Sekarang, setelah aku duduk di kelas senior, rasanya tetap seperti mimpi. Rasanya tidak seperti yang kubayangkan. Memang, anak kelas senior tidak ada bedanya dengan murid-murid lain. Kami semua masih suka stres memikirkan nilai ulangan, dan menyadari bahwa memiliki kendaraan selalu diiringi oleh janggung jawab yang besar, dan bahwa bermain olahraga hanyalah segelintir kegiatan untuk murid yang berbakat saja. Ibu dan Ayah masih menganut aturan memberlakukan jam malam, dan kami masih tetap merasa sering tersesat di dunia, sama seperti beberap atahun yang lalu. Gagasan meninggalkan rumah yang nyaman dan kuliah di universitas luar kota ternyata tidak semenarik dulu. Tapi aku tetap bertekad dalam diri, maju terus pantang mundur adalah pedomanku selama ini untuk membangkitkan semangat. Sekarang terasa seperti mimpi yang menakutkan. Kuliah memang sesuatu yang kuinginkan, tetapi juga kutakuti. Jika aku tidak belajar, maka, sesuatu yang sia-sia tidak akan terwujud, seperti cita-citaku.

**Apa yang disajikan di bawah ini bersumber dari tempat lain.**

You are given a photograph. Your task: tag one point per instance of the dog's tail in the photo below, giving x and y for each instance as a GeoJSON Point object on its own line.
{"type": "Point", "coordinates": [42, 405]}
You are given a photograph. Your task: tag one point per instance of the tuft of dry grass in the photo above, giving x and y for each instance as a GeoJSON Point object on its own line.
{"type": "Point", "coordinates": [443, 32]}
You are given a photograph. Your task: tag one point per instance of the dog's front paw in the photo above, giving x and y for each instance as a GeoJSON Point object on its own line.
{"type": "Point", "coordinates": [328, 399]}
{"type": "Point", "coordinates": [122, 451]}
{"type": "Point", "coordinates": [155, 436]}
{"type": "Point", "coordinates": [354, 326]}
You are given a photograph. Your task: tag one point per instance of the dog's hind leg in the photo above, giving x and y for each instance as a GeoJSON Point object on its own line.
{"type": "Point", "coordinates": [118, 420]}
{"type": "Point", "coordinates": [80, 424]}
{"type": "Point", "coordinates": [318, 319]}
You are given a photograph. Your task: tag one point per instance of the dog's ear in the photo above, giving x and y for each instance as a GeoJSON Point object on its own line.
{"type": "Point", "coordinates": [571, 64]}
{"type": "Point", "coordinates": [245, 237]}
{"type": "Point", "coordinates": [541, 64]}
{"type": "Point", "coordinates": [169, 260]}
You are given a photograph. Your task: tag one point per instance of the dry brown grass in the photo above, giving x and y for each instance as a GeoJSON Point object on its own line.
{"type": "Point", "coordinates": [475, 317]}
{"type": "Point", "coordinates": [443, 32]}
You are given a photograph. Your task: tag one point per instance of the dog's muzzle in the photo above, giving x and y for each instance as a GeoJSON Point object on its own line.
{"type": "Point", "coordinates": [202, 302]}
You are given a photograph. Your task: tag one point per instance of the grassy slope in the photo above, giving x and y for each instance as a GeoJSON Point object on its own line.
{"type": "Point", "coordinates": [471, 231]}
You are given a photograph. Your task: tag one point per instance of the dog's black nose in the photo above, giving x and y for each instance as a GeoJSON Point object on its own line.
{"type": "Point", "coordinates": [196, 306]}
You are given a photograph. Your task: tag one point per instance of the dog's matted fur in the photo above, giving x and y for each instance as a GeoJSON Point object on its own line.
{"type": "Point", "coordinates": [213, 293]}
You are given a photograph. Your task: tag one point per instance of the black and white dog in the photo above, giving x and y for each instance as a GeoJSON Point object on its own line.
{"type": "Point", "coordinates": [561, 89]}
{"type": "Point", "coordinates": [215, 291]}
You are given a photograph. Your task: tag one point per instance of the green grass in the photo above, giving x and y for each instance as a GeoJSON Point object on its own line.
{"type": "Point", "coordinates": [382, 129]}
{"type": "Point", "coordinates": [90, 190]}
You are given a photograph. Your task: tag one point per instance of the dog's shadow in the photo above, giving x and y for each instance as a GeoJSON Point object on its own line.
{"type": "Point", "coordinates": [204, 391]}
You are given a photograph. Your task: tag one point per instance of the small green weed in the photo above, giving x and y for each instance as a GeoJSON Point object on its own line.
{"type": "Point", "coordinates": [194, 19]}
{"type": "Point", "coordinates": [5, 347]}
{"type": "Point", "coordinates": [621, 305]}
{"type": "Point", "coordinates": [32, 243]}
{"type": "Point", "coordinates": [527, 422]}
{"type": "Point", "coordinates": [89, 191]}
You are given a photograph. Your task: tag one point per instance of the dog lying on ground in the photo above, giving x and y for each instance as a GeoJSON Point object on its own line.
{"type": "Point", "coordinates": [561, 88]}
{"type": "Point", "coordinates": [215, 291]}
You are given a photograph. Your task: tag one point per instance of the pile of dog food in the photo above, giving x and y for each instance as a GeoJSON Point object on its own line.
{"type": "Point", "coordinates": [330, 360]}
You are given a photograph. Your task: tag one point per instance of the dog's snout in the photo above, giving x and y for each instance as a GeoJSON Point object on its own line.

                Aku masih dalam keadaan syok. Tubuhku terasa bimbang. Aku jadi bertanya-tanya, kapankan aku akan mencapai kehidupan impian ini. Mau tak mau aku memeprtanyakan seperti apa sebenarnya anak-anak kelas senior 3 tahun yang lalu itu? Apakah mereka memang percaya diri seperti yang kuduga? Ataukah aku mengagumi orang-orang yang sebenarnya sama saja denganku? Aku bertanya-tanya apakah anak-anak di bawahku mengagumi  kami, murid kela senior, seperti aku dulu?
                Apakah aku akan menjalani seluruh hidupku dengan menunggu mencapai satu titik tertentu, memebayangkan hidupku akan sempurna saat aku tiba di titik tersebut, lalu ternyata keadaannya tidak seperti itu? Tapi, aku yakin akan satu hal, tumbuh dewasa itu menakutkan. Dulu kusangka anak kelas senior tak pernah takut, tetapi sebenarnya takut juga. Aku lebih takut sekarang daripada rasa takut yang aku rasakan dulu. Aku takut tak akan ada lagi orang yang menyelamatkan diriku ketika aku jatuh, atau mengatakan bahwa ini hanyalah masalah sepele. Aku tak bisa hanya berpura-pura sudah dewasa. Kelak, suatu saat nanti aku akan dewasa dengan sendirinya.